In April, Pham Thanh Binh, chief executive of state-owned Vinashin, was
sentenced to 20 years in prison for bringing the country’s largest shipbuilding
company to the brink of bankruptcy. In August, Nguyen Duc Kien, a banking and
soccer tycoon, was arrested for “illegal business.” Weeks later, police in
neighboring Cambodia arrested Duong Chi Dung, chairman of Vietnam’s largest
shipping line Vinalines, who went on the run after the company defaulted on
more than $2 billion in debt, according to official media reports.
Prime Minister Dung has meanwhile been overseeing a period
of high inflation, with consumer prices up 9.4% on average every month this
year compared with last, according to official figures. Government economic
strategy, heavily reliant on propping up large state-owned companies, seems to
be flagging. On Dec. 24, the country’s General Statistics Office reported the
lowest economic-growth rate in 13 years — the lowest among its Southeast Asian
neighbors. Foreign investment pledges fell by 14% this year, Moody’s has
downgraded the country’s government bonds (citing “a high degree of
macroeconomic instability”), and the country’s benchmark VN Index was Asia’s
worst performing stock index last year.
To be sure, while Vietnam’s woes are providing plenty of
material for dissenting voices, dissenters don’t have a free pass just yet. On
Nov. 20, a court upheld a six-year prison sentence against soldier turned
blogger Dinh Dang Dinh, aprominent democracy advocate. The decision came two
months after three leading representatives of the dissident group Free
Journalists Club were convicted of “conducting propaganda against the state.”
The most prominent of them, blogger Nguyen Van Hai, also known as Dieu Cay, was
sentenced to 12 years in prison and 5 years of house arrest.
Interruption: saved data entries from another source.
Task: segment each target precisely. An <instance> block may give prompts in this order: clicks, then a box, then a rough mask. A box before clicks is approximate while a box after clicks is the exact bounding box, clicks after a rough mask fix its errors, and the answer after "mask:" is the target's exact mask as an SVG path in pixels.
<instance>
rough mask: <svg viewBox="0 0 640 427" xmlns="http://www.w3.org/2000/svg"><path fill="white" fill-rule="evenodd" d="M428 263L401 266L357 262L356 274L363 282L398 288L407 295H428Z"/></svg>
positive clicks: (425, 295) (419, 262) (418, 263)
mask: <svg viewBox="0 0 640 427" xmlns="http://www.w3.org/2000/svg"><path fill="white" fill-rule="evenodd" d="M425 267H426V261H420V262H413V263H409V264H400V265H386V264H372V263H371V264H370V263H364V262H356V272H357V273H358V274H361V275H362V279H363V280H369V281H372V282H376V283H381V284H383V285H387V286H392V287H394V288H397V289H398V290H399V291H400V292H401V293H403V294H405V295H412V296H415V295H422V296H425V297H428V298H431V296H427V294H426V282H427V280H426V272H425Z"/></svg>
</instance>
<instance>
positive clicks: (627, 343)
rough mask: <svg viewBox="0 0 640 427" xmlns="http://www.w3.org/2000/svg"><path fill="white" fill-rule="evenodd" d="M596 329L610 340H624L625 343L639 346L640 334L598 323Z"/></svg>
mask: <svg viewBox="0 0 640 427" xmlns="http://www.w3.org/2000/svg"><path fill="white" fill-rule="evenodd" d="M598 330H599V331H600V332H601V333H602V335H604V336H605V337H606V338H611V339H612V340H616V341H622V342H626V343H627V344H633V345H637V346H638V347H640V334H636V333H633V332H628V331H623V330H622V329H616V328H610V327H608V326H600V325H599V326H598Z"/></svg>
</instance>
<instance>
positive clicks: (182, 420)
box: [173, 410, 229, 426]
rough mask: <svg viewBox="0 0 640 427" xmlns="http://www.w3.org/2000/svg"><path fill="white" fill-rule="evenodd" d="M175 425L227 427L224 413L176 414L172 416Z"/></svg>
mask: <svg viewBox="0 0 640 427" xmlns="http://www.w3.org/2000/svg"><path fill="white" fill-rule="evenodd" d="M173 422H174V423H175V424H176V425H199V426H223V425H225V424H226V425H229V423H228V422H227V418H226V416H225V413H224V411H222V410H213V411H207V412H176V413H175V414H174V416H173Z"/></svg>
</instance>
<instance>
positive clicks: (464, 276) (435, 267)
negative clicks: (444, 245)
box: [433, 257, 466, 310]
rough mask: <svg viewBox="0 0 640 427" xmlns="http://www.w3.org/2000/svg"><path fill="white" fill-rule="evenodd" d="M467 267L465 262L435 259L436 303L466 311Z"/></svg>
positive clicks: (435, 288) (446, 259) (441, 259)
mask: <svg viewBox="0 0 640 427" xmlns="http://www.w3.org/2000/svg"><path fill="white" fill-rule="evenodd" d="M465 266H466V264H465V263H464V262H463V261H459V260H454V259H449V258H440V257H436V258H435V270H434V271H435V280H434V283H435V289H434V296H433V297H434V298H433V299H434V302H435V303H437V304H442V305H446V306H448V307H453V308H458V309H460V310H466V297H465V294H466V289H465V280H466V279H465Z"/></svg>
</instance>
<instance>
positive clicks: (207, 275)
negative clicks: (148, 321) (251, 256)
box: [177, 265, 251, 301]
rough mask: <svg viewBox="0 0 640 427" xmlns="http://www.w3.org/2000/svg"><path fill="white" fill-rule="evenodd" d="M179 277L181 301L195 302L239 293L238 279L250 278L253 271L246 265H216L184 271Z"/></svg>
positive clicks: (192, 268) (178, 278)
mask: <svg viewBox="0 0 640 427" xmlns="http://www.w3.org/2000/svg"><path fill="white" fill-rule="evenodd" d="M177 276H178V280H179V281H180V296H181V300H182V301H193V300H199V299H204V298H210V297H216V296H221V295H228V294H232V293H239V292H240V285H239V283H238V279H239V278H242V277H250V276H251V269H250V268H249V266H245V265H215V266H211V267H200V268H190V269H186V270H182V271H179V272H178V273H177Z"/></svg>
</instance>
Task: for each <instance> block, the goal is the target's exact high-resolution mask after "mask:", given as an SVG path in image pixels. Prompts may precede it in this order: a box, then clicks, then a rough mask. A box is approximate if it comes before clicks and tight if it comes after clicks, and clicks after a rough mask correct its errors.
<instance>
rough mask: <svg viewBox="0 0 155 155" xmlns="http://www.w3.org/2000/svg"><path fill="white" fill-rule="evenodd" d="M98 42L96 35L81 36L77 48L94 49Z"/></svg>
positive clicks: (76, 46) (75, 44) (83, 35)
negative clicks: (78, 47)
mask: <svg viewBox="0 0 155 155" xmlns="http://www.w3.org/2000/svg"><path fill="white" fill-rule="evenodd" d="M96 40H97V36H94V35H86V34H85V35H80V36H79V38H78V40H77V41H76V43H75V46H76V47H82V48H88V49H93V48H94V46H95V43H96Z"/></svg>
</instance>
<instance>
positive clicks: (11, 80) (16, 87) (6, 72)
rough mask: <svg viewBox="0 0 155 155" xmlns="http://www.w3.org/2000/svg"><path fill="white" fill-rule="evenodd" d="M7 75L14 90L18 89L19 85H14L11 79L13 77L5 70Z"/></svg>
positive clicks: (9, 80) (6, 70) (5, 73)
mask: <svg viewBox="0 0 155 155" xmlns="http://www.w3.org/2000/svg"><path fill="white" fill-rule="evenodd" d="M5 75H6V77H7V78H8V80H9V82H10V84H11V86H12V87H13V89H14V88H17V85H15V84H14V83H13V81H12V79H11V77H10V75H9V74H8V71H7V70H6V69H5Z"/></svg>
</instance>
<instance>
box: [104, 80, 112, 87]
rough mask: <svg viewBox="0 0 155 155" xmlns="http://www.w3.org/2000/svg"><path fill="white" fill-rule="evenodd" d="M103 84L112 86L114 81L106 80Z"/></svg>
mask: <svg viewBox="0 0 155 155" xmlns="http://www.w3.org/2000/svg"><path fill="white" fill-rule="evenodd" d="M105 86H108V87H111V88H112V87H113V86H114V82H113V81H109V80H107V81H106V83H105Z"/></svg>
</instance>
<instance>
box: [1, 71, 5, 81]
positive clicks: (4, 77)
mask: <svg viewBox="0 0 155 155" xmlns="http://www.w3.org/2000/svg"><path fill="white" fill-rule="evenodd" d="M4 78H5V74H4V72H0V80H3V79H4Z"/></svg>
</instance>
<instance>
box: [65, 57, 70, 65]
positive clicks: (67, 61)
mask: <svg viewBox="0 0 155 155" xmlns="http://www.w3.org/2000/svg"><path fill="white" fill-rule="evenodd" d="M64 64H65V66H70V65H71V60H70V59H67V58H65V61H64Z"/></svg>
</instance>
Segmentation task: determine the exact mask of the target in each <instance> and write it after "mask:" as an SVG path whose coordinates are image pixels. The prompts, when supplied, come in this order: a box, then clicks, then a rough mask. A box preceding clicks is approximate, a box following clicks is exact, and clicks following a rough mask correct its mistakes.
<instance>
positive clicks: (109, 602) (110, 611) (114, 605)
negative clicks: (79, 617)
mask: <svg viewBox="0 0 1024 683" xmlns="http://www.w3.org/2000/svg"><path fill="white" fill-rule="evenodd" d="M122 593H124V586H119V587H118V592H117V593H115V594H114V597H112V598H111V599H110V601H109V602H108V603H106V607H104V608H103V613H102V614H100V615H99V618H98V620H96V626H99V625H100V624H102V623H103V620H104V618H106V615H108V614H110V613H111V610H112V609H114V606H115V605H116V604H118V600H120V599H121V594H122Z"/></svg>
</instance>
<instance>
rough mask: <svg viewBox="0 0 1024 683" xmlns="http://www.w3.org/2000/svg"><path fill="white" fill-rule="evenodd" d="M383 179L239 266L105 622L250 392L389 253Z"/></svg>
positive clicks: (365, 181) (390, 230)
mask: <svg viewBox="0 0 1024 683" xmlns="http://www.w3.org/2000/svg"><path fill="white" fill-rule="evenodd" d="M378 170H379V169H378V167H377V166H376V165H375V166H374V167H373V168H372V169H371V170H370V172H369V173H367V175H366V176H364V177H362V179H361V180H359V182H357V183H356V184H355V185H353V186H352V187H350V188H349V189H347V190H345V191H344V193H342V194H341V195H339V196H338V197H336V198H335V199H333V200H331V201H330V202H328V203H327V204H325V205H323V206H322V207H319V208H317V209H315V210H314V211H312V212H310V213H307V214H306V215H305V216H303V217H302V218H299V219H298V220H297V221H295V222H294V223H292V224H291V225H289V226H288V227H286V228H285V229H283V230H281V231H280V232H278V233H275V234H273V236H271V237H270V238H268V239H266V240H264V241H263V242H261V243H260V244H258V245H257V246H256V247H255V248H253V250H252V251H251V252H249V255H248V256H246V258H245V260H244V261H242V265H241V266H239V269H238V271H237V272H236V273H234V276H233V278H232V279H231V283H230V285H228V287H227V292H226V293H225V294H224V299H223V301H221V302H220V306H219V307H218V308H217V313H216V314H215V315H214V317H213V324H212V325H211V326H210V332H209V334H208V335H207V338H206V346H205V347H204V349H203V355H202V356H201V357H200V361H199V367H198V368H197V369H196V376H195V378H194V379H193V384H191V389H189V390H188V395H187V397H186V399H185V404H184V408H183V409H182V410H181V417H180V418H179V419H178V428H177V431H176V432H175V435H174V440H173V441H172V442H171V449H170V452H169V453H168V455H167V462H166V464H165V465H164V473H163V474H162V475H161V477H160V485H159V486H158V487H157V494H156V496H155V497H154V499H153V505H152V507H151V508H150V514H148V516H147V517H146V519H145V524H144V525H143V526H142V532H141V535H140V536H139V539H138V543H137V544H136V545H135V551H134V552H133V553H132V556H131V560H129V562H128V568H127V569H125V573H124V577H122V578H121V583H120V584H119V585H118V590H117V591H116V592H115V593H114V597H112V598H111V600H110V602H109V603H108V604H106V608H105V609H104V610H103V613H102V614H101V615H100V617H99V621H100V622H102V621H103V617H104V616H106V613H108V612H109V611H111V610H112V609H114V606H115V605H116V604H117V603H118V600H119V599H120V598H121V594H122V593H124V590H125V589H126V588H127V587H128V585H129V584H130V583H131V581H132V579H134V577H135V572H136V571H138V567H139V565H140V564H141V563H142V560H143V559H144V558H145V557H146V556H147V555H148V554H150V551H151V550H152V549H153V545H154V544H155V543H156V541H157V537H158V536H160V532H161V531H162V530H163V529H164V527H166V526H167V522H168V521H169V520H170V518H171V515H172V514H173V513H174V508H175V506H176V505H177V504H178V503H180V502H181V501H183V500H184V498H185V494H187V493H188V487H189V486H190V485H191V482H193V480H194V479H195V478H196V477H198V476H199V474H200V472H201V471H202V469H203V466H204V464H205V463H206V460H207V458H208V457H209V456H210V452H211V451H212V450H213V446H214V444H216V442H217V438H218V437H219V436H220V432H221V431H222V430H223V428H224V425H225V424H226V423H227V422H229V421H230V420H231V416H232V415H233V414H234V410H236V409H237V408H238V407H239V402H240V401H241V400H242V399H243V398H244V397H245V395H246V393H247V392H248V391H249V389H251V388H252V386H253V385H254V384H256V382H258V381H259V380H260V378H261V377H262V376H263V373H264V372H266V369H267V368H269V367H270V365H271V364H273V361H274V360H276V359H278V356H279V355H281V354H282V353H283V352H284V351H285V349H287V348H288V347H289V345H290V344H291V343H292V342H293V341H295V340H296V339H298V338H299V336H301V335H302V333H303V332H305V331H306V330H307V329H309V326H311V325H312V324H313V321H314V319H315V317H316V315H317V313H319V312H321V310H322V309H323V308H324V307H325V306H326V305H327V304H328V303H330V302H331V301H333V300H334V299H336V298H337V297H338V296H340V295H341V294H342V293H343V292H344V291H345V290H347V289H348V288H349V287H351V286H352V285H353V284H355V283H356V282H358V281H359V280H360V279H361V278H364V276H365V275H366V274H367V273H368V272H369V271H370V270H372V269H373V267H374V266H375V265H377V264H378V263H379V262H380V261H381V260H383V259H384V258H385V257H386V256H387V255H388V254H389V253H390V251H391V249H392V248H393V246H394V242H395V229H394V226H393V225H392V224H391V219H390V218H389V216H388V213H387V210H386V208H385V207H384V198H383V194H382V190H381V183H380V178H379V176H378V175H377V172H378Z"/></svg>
Fellow blogger Ta
Phong Tan was sentenced to 10 years in prison and 5 years of house arrest. Tan’s
mother died after setting herself on fire in July to protest her daughter’s
detention.
Despite these setbacks, a culture of protest is growing. For
now, nationalist demonstrations against neighboring China’s investments in
Vietnam and its territorial claims in the South China Sea outnumber protests
against official corruption or in favor of democracy. But the tendency is for
young nationalists to form united fronts with other dissenting groups,
including democracy activists. “You can see that the links have become
stronger,” says Vu. “Now they have started to link to farmers protesting
against land grabs, they have started to link to Christians who contest
government religious politics.” While many still believe that antigovernment
blogs are tolerated because their existence suits certain factions of the
Communist Party, it is safe to assume that the deepening of ties between
opposition groups was never the intention of any apparatchik — and that may
make 2013 an even more difficult year for the Vietnamese government than 2012.